7. Known hypersensitivity or allergy to either the active substance or excipients of
ferric maltol or ferrous sulfate.

8. Has a known contraindication for treatment with iron preparations, e.g.
haemochromatosis, chronic haemolytic disease, sideroblastic anaemia, thalassemia, or
lead intoxication induced anaemia.

9. Impaired liver function as indicated by alanine aminotransferase (ALT) or aspartate
transaminase (AST)>2.0 times upper normal limit as measured at the Screening visit.

10. Active acute inflammatory disease, including IBD flare or disease exacerbation, which
in the opinion of the Investigator, is clinically significant.

11. Active chronic or acute infectious diseases requiring antibiotic treatment.

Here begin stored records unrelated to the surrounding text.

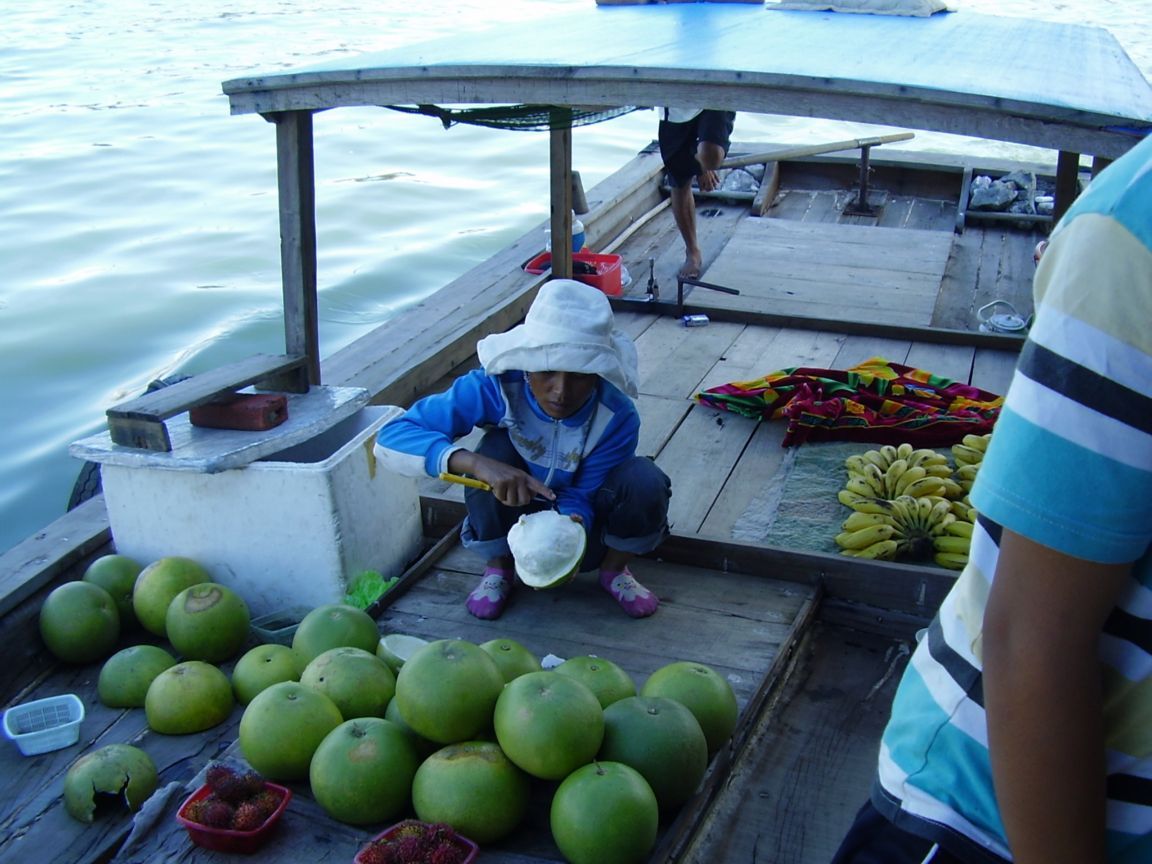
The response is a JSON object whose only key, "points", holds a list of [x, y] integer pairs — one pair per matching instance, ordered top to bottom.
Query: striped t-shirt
{"points": [[1069, 467]]}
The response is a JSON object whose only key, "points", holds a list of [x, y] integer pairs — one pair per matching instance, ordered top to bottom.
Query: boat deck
{"points": [[750, 570]]}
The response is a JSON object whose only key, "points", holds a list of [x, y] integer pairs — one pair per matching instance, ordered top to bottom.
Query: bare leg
{"points": [[683, 206], [683, 211]]}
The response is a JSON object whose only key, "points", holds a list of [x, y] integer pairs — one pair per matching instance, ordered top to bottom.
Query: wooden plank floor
{"points": [[831, 271], [740, 623], [809, 765]]}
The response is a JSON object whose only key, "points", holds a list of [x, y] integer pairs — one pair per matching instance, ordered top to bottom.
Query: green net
{"points": [[523, 118]]}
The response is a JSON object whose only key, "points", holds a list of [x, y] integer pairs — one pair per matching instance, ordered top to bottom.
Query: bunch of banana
{"points": [[893, 471], [901, 528], [950, 547]]}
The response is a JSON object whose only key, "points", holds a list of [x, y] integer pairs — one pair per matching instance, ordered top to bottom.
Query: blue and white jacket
{"points": [[571, 456]]}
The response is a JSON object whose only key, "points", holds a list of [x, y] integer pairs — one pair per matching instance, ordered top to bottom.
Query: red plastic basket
{"points": [[607, 275], [227, 840], [469, 847]]}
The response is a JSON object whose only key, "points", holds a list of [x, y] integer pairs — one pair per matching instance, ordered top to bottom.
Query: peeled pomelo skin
{"points": [[547, 548]]}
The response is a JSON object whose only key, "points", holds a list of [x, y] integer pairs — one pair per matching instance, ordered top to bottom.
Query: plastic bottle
{"points": [[577, 235]]}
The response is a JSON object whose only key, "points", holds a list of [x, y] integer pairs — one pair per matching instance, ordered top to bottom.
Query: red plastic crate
{"points": [[607, 277], [226, 840]]}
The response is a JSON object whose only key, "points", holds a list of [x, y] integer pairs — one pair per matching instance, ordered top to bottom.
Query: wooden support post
{"points": [[561, 163], [296, 180], [1067, 182]]}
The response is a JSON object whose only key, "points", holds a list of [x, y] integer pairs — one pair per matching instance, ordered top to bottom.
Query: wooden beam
{"points": [[561, 165], [296, 180], [1067, 182]]}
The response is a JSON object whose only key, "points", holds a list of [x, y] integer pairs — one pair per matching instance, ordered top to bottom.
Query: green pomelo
{"points": [[547, 547], [116, 575], [157, 586], [80, 622], [209, 622], [334, 626], [396, 648], [513, 658], [263, 666], [127, 675], [605, 679], [360, 682], [448, 689], [704, 691], [191, 696], [548, 725], [281, 728], [661, 740], [424, 747], [112, 772], [362, 772], [472, 787], [605, 813]]}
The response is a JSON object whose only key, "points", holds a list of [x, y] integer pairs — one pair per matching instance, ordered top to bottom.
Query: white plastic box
{"points": [[287, 530], [45, 725]]}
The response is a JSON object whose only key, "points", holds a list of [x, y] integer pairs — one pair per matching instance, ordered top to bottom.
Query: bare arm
{"points": [[510, 485], [1043, 696]]}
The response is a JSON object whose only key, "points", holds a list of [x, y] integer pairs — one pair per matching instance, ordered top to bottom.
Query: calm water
{"points": [[138, 220]]}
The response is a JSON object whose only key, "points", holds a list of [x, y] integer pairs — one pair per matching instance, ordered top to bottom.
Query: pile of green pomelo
{"points": [[379, 728]]}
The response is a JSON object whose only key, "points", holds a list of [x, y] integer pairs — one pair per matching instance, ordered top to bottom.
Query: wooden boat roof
{"points": [[1066, 86]]}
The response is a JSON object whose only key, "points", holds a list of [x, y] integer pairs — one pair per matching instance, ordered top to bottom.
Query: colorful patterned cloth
{"points": [[878, 401]]}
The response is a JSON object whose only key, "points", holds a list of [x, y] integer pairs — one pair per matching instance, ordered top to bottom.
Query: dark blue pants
{"points": [[630, 509], [874, 840]]}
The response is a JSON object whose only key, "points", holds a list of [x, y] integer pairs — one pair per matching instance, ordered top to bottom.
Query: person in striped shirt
{"points": [[1022, 727]]}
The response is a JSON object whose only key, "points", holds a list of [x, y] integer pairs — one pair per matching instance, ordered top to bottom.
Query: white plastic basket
{"points": [[44, 725]]}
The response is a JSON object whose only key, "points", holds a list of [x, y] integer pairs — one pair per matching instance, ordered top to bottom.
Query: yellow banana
{"points": [[977, 442], [965, 455], [925, 456], [937, 469], [968, 472], [910, 476], [892, 477], [874, 478], [924, 486], [952, 489], [863, 503], [940, 515], [857, 520], [960, 528], [864, 536], [948, 543], [880, 551], [950, 560]]}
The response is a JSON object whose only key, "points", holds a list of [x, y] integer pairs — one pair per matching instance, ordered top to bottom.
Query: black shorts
{"points": [[679, 141]]}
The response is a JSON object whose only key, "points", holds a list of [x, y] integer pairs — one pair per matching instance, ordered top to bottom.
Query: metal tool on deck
{"points": [[681, 281], [1007, 321]]}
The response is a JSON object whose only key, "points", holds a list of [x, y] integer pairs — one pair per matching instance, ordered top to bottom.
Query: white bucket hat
{"points": [[568, 328]]}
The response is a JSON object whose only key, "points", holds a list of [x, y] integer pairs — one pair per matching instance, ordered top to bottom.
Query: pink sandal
{"points": [[491, 595], [633, 597]]}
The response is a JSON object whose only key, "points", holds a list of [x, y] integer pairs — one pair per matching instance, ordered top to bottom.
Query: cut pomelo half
{"points": [[547, 547], [396, 648]]}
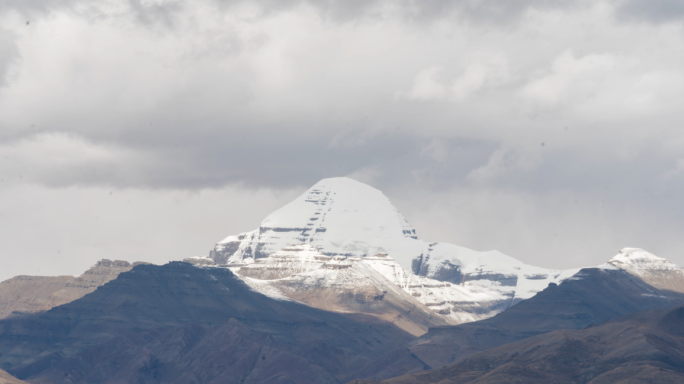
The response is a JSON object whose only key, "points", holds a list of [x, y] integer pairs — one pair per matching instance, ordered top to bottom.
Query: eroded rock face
{"points": [[343, 218], [29, 294]]}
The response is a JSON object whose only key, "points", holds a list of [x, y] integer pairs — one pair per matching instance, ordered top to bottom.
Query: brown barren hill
{"points": [[30, 294], [6, 378]]}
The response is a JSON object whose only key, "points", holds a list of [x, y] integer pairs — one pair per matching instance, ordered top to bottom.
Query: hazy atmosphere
{"points": [[551, 131]]}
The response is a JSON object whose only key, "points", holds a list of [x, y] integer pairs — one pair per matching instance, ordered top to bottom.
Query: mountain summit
{"points": [[355, 227]]}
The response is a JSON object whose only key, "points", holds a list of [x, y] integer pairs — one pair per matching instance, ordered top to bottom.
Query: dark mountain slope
{"points": [[593, 296], [180, 323], [645, 347]]}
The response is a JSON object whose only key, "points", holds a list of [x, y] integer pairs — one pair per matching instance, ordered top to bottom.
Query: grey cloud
{"points": [[652, 11]]}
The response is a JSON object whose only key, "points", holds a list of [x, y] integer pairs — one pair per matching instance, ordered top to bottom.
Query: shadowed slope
{"points": [[593, 296], [180, 323], [644, 347]]}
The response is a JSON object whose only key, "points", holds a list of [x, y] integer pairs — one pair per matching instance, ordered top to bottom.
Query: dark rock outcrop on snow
{"points": [[643, 347]]}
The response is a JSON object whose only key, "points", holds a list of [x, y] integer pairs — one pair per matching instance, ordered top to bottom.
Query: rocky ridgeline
{"points": [[654, 270], [30, 294]]}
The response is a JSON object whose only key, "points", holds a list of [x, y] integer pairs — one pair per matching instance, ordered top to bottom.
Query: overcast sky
{"points": [[552, 131]]}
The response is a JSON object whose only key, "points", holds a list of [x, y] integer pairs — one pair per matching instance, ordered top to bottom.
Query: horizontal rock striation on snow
{"points": [[348, 224]]}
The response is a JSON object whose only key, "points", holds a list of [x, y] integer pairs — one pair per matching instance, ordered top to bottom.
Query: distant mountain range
{"points": [[348, 222], [336, 287]]}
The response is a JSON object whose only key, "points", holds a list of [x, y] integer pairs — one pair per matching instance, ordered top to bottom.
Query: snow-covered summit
{"points": [[341, 217], [638, 259]]}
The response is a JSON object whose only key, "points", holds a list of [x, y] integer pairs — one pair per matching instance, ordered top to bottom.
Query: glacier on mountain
{"points": [[343, 221]]}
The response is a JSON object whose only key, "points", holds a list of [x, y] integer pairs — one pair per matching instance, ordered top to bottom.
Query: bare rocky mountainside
{"points": [[336, 287], [30, 294], [178, 323], [642, 347]]}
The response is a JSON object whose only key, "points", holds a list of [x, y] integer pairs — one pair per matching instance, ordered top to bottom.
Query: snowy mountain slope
{"points": [[352, 222], [654, 270]]}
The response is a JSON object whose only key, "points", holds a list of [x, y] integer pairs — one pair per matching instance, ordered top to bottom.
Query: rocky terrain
{"points": [[352, 223], [30, 294], [591, 297], [178, 323], [642, 347]]}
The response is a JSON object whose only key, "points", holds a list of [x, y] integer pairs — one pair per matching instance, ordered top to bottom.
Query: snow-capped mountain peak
{"points": [[343, 218], [638, 259]]}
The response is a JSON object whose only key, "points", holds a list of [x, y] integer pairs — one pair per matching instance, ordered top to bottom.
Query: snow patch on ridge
{"points": [[636, 259]]}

12. Pregnant or breast feeding.

13. Concomitant medical conditions with extensive active bleeding, other than menstrual
cycles; subjects who suffer from menorrhagia may be included at the Investigator's
discretion.

14. Scheduled or expected hospitalisation and/or surgery during the course of the study

15. Participation in any other interventional clinical study within 28 days prior to
Screening.

16. Diagnosed to be COVID-19 positive by (SARS-CoV-2-RT-PCR positive) within 28 days prior
to screening.

17. Cardiovascular, liver, renal, hematologic, psychiatric, neurologic, gastrointestinal,
immunologic, endocrine, metabolic, respiratory or central nervous system disease that,
in the opinion of the Investigator, may adversely affect the safety of the subject
and/or objectives of the study drug or severely limit the lifespan of the subject.

18. Any other unspecified reason that, in the opinion of the Investigator or the Sponsor
make the subject unsuitable for enrolment.